SEMARANG, KOMPAS.com – Keberadaan penganut Ahmadiyah di Indonesia masih saja dianggap sebagai suatu hal yang meresahkan. Beragam kegiatan yang dilakukan penganut Ahmadiyah tetap dipandang sebagai suatu hal yang negatif dan meresahkan masyarakat oleh pihak kepolisian, bahkan saat penganut Ahmadiyah menggelar diskusi.
Di Kota Semarang, Jawa Tengah, diskusi bertema “Ahmadiyah dan Nasionalisme” itu sempat ramai lantaran dilarang oleh pihak kepolisian. Diskusi yang akhirnya digelar pada Selasa (18/8/2015) malam memang tetap berlangsung, namun dikawal ketat aparat kepolisian setempat.
Setidaknya ada 10 orang polisi berpakaian bebas yang hadir untuk mengawasi jalannya kegiatan tersebut. Sebagian lain juga terlihat berjaga-jaga di luar acara kegiatan.
Diskusi ini sendiri mendatangkan intelektual jemaah Ahmadiyah Indonesia Akhmad Mubarik, mubaligh Ahmadiyah Budi Rahman dan Direktur Lembaga Studi Sosial dan Agama Semarang Tedi Kholiludin.
Kegiatan yang sempat dilarang itu akhirnya terlaksana dengan berbagai keterbatasan. Diskusi juga sempat diwarnai kedatangan salah seorang anggota organisasi masyarakat yang mengaku keberatan dengan jalannya diskusi.
Ketua panitia diskusi, Khoirul Anwar mengatakan, diskusi sempat terkendala karena harus ada izin di Kepolisian. Polisi mendapat aduan bahwa diskusi itu akan berujung pada hal menyesatkan.
“Polisi mendapat laporan bahwa pengajian Ahmadiyah di Semarang itu menyesatkan. Kami coba luruskan itu, dengan menggali tentang Ahmadiyah dari sumbernya, yaitu orangnya,” kata Anwar, di sela diskusi, Selasa malam.

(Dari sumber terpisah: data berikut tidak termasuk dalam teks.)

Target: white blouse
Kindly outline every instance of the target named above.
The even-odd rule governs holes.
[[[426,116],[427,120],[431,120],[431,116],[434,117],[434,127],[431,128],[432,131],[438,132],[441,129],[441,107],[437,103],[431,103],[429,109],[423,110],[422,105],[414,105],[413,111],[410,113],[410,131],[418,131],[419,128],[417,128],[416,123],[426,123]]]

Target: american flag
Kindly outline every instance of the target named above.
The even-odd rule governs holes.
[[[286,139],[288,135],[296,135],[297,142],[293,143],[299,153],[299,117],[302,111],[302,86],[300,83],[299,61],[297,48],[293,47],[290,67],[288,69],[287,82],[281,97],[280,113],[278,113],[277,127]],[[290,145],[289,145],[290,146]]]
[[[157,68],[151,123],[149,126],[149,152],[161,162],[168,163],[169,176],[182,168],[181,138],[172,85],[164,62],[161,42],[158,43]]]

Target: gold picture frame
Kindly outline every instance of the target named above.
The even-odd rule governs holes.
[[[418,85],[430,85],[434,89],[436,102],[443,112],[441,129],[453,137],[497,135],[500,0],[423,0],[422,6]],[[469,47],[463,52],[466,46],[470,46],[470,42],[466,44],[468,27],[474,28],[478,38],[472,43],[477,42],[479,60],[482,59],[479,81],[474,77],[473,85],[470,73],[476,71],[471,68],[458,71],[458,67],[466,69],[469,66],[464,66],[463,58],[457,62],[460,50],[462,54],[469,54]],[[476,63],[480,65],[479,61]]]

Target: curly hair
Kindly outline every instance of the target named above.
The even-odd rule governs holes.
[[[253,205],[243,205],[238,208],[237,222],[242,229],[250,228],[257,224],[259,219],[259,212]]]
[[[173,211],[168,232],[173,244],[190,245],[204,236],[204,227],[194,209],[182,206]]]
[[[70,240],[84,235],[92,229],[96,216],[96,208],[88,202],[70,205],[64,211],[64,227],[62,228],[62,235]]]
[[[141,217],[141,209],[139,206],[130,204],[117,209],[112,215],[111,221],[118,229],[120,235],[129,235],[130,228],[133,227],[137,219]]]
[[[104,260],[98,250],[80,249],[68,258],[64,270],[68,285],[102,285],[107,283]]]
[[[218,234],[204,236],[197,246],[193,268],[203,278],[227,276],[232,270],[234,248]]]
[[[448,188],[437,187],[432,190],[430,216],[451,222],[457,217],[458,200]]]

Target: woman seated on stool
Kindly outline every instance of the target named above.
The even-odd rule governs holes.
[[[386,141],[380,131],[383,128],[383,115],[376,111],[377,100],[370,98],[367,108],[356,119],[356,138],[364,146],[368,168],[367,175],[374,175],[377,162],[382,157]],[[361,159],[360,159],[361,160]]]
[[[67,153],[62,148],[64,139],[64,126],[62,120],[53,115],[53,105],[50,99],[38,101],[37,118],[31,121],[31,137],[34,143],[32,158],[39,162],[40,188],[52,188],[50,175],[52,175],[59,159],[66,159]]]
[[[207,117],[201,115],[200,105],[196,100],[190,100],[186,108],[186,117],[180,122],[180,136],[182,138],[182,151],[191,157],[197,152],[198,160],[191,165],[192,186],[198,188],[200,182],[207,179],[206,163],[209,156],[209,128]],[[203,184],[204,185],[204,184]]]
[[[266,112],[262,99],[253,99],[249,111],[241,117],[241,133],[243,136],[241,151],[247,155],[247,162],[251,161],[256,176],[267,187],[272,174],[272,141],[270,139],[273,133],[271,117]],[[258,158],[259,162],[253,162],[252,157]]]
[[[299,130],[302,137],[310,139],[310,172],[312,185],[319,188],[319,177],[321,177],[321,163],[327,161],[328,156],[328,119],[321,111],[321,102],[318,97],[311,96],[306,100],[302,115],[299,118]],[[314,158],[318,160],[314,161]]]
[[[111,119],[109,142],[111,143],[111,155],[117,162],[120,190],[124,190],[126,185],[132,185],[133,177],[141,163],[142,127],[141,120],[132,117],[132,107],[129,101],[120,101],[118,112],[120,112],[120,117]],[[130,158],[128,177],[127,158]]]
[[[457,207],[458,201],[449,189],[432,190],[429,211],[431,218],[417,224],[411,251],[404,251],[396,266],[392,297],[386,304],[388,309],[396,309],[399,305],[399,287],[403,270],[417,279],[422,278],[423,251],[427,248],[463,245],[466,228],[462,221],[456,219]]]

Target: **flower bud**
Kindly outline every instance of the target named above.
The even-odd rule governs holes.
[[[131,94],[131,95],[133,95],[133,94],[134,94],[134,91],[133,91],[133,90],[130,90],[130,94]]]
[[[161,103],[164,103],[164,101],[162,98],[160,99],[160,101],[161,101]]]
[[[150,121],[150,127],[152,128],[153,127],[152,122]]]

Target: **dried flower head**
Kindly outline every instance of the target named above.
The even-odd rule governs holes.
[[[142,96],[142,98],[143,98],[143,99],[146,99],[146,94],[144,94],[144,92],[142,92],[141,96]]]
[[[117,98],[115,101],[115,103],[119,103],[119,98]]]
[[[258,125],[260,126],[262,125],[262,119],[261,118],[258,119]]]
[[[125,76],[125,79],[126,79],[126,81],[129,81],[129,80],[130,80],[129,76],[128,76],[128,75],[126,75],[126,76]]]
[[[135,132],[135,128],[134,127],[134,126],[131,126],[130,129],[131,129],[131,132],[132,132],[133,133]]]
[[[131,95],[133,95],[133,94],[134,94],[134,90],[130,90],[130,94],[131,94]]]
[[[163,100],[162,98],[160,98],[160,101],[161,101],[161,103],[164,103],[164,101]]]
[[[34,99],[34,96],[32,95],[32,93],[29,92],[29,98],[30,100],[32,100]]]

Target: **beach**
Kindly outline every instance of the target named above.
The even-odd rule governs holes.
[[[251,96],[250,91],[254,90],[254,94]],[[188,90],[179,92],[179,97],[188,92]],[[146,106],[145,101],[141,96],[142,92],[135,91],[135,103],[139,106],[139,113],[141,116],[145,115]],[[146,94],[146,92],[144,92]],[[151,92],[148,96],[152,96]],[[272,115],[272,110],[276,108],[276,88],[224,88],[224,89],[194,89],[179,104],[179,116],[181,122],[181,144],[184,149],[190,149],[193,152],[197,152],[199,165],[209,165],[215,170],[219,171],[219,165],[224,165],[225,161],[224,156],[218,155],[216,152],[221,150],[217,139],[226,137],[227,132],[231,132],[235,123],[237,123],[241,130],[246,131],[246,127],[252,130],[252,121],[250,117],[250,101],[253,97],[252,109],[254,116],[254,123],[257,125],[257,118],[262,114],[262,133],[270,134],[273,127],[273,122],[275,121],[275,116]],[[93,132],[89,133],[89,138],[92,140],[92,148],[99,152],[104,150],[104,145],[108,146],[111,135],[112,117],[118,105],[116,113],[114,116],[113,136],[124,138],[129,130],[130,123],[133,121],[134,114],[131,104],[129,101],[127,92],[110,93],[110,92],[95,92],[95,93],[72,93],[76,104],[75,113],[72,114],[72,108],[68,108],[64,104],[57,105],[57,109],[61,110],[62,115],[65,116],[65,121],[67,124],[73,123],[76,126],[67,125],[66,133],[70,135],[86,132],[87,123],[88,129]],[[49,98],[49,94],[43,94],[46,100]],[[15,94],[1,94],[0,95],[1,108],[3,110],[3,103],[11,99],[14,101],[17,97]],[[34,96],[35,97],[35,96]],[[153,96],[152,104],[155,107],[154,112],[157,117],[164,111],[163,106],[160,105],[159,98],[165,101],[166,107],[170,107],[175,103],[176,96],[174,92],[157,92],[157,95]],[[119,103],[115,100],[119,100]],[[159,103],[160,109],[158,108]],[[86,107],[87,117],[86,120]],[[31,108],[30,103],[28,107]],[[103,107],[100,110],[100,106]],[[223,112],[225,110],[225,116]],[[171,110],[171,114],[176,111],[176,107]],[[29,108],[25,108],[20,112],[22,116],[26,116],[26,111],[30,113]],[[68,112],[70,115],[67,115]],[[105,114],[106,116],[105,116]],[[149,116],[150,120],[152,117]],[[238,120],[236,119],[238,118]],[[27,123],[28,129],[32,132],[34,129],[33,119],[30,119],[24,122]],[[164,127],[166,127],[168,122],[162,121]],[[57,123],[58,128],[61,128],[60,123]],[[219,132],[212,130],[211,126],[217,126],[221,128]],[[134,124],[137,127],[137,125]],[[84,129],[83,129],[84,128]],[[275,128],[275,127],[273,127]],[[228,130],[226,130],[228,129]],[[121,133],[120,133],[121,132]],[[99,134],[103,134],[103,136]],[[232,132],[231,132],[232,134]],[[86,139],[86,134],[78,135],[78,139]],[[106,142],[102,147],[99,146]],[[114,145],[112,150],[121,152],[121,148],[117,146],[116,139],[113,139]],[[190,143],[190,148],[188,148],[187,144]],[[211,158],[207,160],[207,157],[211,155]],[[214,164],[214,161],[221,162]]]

Diskusi yang dihadiri sekurangnya 40 orang itu dikawal ketat dari puluhan personel intel dari Kepolisian Sektor Ngaliyan, dibantu Intel dari Polrestabes Semarang, dan intel dari Polda Jawa Tengah. Meski mendapat pengawalan dan sempat dilarang, kegiatan itu akhirnya berjalan dengan baik.
Peran Ahmadiyah
Dalam kesempatan ini, Ahmad Mubarik menyampaikan tentang kontribusi besar penganut Ahmadiyah dalam proses kemerdekaan Indonesia. Menurut dia, ada banyak tokoh nasional yang merupakan penganut Ahmadiyah. Salah satu di antaranya adalah pengarang lagu “Indonesia Raya”, Wage Rudolf Supratman. Selain dia, ada juga nama Arief Rahman Hakim, anggota Tentara Keamanan Rakyat Sayyid Sah Muhammad, penerjemah dalam Konferensi Asia Afrika Abul Wahid, dan beberapa tokoh lain.

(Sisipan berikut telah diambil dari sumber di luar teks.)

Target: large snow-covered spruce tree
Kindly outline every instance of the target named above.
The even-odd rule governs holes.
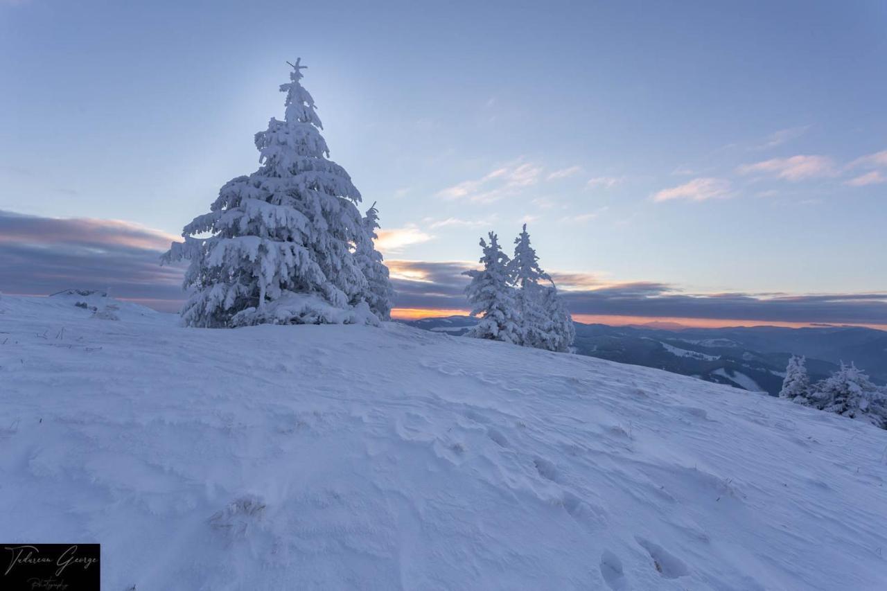
[[[521,344],[521,315],[514,289],[509,284],[508,256],[499,248],[496,234],[491,232],[489,236],[489,244],[483,238],[480,242],[483,268],[463,273],[471,278],[465,288],[472,306],[471,315],[481,316],[467,335]]]
[[[841,368],[818,384],[812,396],[813,406],[827,413],[867,421],[887,427],[883,395],[854,364],[841,363]]]
[[[360,193],[327,159],[314,99],[299,82],[305,66],[292,66],[280,86],[284,121],[272,117],[255,134],[259,169],[223,186],[210,212],[184,226],[184,242],[164,255],[191,261],[187,326],[377,324],[390,310],[387,269],[373,246],[374,209],[372,221],[363,218]]]

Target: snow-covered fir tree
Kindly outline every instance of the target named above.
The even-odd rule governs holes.
[[[517,307],[521,315],[521,344],[525,347],[547,349],[545,334],[552,327],[548,311],[545,308],[545,288],[540,281],[551,281],[551,277],[539,267],[536,249],[530,244],[527,225],[514,239],[514,256],[508,263],[509,280],[517,288]]]
[[[811,395],[817,408],[887,428],[884,396],[854,364],[841,368],[818,384]]]
[[[785,368],[785,379],[782,380],[782,390],[780,397],[795,400],[799,404],[809,404],[810,378],[805,366],[804,356],[792,355]]]
[[[471,315],[481,319],[467,335],[479,339],[521,343],[521,316],[514,289],[509,282],[508,256],[499,248],[496,234],[490,232],[490,243],[481,239],[483,268],[464,272],[471,278],[465,288]]]
[[[517,288],[522,344],[568,351],[576,337],[573,319],[564,307],[551,276],[542,270],[538,261],[524,224],[514,239],[514,256],[508,265],[511,281]]]
[[[373,313],[380,319],[388,320],[391,318],[391,301],[394,299],[394,288],[389,279],[389,268],[382,264],[382,255],[376,250],[373,240],[378,238],[376,229],[379,228],[379,210],[373,203],[366,215],[364,216],[364,240],[357,243],[355,256],[357,264],[369,283],[366,293],[366,303]]]
[[[569,352],[576,340],[576,325],[573,317],[563,305],[563,301],[552,282],[551,287],[543,287],[542,307],[548,317],[546,330],[542,333],[540,349]]]
[[[305,67],[292,66],[290,82],[280,86],[284,121],[271,118],[255,134],[259,169],[223,186],[210,212],[184,226],[184,242],[164,255],[165,262],[191,261],[185,325],[377,324],[388,313],[387,273],[370,250],[372,223],[357,208],[360,193],[327,160],[314,99],[299,82]],[[357,248],[373,260],[374,292]]]

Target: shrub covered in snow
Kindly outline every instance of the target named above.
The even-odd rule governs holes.
[[[811,385],[804,358],[792,357],[780,396],[806,406],[887,429],[887,394],[854,364],[841,364],[831,377]]]

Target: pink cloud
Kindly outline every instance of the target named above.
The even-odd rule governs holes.
[[[844,185],[849,185],[850,186],[866,186],[867,185],[879,185],[883,182],[887,182],[887,177],[881,174],[879,170],[872,170],[871,172],[851,178]]]
[[[790,158],[773,158],[754,164],[743,164],[740,174],[775,175],[789,181],[830,177],[835,174],[835,162],[828,156],[797,155]]]

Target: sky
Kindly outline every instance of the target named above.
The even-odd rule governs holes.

Mubarik mengatakan, Ahmadiyah mendukung penuh kemerdekaan Indonesia karena ada seruan dari Khalifah Ahmadiyah. Indonesia yang merdeka dinilai akan berdampak baik bagi perkembangan dunia Islam.
Untuk itu, mubaligh Ahmadiyah yang berada di seluruh dunia diwajibkan menulis di surat kabar atau majalah untuk mengkampanyekan kemerdekaan Indonesia.
“Nama ketua kami Muhammad Muhyidin juga berperan menjaga kedaulatan Indonesia menjadi sekretaris panitia saat ulang tahun pertama Indonesia. Tapi, dia diculik oleh Belanda, dan hingga kini jasadnya belum ditemukan,” ujar dia.
Mubaligh Ahmadiyah lain, Budi Rahman menambahkan, keberadaan Ahmadiyah di negeri ini mulai dikerdilkan semenjak adanya fatwa sesat dari Majelis Ulama Indonesia tahun 1980, kemudian diulang lagi pada tahun 2005. Kaum Ahmadiyah keberatan dianggap sesat karena fatwa yang dihasilkan dianggap berdasarkan pada referensi sebuah buku, bukan dari dasar kitab suci.
“Teologi Ahmadiyah itu cinta tanah air. Meski Ahmadiyah itu lembaga internasional, tapi sangat cinta pada negara yang ditempati,” ujar Budi.